Fracking

Fracking 2.0

3/31/17
from The Wall Street Journal,
3/30/17:

Shale Drillers Pioneer New Ways to Profit in Era of Cheap Oil.

Using a proprietary app called iSteer, Brian Tapp, a geologist for EOG Resources Inc., dashed off instructions to a drilling rig 100 miles away. This tool is among the reasons the little-known Texas company says it pumps more oil from the continental U.S. than Exxon Mobil Corp.—or any other producer. A rig worker received Mr. Tapp’s iPhone alert and tweaked the trajectory of a drill bit thousands of feet underground, to land more squarely in a sweet spot of rock filled with West Texas crude.

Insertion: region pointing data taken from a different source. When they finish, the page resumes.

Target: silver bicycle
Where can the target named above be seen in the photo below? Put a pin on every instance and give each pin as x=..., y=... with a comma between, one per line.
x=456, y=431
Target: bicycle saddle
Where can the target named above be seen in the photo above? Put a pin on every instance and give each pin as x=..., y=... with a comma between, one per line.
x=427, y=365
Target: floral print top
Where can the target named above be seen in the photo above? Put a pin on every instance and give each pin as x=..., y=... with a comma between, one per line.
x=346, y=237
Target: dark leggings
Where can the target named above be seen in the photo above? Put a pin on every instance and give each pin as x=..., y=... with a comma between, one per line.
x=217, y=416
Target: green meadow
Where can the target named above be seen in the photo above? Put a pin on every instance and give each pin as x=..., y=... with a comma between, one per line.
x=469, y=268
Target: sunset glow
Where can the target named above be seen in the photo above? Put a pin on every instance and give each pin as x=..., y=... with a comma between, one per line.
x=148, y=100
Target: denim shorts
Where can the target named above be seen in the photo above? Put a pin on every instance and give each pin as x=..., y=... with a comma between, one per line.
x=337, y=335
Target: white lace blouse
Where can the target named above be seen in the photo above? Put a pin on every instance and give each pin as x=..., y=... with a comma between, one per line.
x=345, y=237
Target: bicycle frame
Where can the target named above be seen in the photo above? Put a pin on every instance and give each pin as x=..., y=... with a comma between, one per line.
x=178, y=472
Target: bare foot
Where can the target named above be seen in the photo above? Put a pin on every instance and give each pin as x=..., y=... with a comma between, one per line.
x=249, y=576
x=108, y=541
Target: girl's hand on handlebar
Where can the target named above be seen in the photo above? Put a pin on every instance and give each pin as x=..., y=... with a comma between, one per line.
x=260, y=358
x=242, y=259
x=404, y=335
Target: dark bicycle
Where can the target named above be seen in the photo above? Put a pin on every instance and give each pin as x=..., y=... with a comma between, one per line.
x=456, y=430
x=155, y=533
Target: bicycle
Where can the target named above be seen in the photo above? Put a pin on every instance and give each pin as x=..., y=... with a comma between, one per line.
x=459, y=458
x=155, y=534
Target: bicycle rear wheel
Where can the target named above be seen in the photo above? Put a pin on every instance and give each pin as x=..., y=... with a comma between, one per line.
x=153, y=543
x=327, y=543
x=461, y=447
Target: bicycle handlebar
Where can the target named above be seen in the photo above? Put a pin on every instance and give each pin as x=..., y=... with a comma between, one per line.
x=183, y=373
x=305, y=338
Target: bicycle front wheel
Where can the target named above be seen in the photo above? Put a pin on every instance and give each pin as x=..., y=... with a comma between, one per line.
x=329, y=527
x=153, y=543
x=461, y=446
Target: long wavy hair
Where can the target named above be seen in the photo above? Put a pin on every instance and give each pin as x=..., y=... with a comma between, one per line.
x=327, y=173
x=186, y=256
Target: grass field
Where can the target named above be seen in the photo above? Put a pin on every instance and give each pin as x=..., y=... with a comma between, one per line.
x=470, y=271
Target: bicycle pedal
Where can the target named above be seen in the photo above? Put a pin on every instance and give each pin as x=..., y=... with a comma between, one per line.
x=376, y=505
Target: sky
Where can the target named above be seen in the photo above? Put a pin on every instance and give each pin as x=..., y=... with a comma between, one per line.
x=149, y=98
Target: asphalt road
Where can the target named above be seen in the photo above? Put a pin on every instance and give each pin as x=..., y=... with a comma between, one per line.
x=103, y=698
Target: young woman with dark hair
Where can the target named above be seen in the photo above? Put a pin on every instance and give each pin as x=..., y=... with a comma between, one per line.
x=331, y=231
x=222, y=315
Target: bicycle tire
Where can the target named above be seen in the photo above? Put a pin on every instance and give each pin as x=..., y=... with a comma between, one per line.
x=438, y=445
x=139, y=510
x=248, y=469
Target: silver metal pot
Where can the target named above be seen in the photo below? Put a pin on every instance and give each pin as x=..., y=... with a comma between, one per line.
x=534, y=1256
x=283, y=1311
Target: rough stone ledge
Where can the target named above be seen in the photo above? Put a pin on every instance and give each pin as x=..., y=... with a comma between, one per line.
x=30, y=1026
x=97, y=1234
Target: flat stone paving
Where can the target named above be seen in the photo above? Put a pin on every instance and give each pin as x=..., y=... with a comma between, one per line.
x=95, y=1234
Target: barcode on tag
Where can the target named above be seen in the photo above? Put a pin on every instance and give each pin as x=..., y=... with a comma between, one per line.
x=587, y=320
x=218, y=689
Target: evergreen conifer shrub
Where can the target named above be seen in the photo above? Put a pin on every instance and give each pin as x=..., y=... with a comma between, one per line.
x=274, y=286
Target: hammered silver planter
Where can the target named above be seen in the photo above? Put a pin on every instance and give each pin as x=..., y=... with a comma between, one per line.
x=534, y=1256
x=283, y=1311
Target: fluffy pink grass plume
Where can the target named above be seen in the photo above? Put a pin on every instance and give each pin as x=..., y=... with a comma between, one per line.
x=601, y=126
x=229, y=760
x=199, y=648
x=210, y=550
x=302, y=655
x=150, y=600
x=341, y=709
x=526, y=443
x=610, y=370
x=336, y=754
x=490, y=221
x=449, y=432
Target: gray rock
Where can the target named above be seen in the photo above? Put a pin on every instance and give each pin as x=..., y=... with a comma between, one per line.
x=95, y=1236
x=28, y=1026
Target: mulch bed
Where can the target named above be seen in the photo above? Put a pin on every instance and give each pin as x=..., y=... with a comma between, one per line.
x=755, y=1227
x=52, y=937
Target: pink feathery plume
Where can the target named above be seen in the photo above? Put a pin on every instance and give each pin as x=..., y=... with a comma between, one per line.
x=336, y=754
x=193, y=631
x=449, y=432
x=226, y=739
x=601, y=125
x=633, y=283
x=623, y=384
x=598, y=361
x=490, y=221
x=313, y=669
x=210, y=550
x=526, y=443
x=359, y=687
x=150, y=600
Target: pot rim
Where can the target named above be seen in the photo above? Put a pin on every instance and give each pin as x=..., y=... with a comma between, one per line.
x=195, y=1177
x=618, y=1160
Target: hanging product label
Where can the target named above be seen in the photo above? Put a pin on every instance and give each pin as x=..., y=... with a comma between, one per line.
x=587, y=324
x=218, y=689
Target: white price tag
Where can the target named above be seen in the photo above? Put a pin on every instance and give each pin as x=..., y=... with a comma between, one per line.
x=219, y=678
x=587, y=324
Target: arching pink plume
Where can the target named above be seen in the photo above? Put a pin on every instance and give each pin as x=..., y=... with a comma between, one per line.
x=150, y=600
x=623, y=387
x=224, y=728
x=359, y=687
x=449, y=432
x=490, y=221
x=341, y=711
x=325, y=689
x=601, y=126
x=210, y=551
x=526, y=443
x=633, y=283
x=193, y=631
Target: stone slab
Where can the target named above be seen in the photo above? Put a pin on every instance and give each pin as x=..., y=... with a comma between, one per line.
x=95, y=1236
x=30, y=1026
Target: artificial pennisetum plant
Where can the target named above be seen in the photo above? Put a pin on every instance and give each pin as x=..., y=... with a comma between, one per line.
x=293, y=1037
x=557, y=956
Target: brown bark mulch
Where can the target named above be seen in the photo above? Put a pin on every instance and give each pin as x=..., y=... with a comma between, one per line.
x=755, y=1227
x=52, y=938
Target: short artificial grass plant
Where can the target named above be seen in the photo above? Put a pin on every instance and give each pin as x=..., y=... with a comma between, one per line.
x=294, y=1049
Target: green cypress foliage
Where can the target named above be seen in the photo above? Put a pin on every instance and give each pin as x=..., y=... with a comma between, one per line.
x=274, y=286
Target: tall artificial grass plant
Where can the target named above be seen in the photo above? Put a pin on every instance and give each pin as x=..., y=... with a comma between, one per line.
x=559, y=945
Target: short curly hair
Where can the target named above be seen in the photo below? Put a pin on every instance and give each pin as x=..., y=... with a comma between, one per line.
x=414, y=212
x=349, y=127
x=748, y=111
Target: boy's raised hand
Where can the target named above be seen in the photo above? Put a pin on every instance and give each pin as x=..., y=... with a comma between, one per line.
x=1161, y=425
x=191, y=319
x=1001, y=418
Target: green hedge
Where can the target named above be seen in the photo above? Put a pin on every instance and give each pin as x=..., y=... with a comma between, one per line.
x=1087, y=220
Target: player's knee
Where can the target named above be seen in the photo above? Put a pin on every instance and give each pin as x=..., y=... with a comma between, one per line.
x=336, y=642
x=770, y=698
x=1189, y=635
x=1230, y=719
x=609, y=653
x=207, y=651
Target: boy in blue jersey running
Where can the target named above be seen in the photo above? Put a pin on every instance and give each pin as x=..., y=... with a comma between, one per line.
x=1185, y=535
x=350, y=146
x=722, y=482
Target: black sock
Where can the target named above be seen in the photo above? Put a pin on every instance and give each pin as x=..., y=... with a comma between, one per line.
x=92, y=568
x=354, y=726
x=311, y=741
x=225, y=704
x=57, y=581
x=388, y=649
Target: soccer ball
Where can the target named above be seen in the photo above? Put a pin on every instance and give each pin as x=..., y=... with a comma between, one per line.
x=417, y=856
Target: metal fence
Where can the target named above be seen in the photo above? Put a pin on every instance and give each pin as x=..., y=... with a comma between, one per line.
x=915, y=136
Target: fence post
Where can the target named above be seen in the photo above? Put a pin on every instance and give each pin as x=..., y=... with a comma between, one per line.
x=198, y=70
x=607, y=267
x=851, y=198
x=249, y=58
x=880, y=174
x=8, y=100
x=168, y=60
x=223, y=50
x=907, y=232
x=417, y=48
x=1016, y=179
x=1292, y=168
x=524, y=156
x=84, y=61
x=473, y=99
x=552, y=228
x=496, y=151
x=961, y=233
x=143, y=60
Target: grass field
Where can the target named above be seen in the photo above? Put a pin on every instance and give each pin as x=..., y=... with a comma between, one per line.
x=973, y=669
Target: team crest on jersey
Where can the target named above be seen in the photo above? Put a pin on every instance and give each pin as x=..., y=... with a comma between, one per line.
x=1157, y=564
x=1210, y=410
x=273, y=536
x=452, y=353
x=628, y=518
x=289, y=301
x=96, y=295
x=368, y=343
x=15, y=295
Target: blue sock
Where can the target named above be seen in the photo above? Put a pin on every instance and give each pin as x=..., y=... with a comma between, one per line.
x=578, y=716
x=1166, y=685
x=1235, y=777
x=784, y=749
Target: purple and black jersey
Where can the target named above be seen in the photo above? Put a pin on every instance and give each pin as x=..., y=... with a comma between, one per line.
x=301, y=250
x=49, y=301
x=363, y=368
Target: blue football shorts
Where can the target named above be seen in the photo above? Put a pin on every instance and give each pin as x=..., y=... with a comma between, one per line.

U.S. shale drillers transformed the energy industry over the past decade with hydraulic fracturing and horizontal drilling, in the early days using brute force to unleash a torrent of oil and gas that altered the balance of power among oil-producing nations and triggered a global glut. Now, with oil currently trading near $50 a barrel, these producers are trying to unleash fracking 2.0, the next step in the technological transformation of the sector that is aimed at extracting oil even faster and less expensively to eke out profits at that level. The promise of this new phase is potentially as significant as the original revolution. If more producers can follow EOG’s lead and profitably ramp up output from shale drilling even at lower prices, the sector could become a lasting force that challenges OPEC’s ability to control market prices. For a sector in which the previous era’s success was tied to the rapid expansion of output, the shift toward finding more cost-effective ways to get to that oil and gas is full of challenges. When oil prices dropped, critics wondered if the shale industry—rife with heavily indebted companies that had never turned a profit—would collapse. EOG, with its longtime focus on low-cost production, is the producer many hope to emulate, thanks to the iSteer app and dozens of other homegrown innovations. Dubbed the “Apple of oil” by one analyst, EOG made its name as a pioneer in horizontal drilling and in finding ways to get oil out of shale—often dense layers of rock that hold oil and gas in tiny pores—a feat many once believed impossible. Competitors such as Chesapeake Energy Corp. and Pioneer Natural Resources Co. also are finding new ways to profit amid low energy prices. Many are experimenting with longer, supersize wells, and fracking them with millions of pounds of sand. Other producers, however, have said the industry needs oil prices of at least $55 to $60 to truly rebound.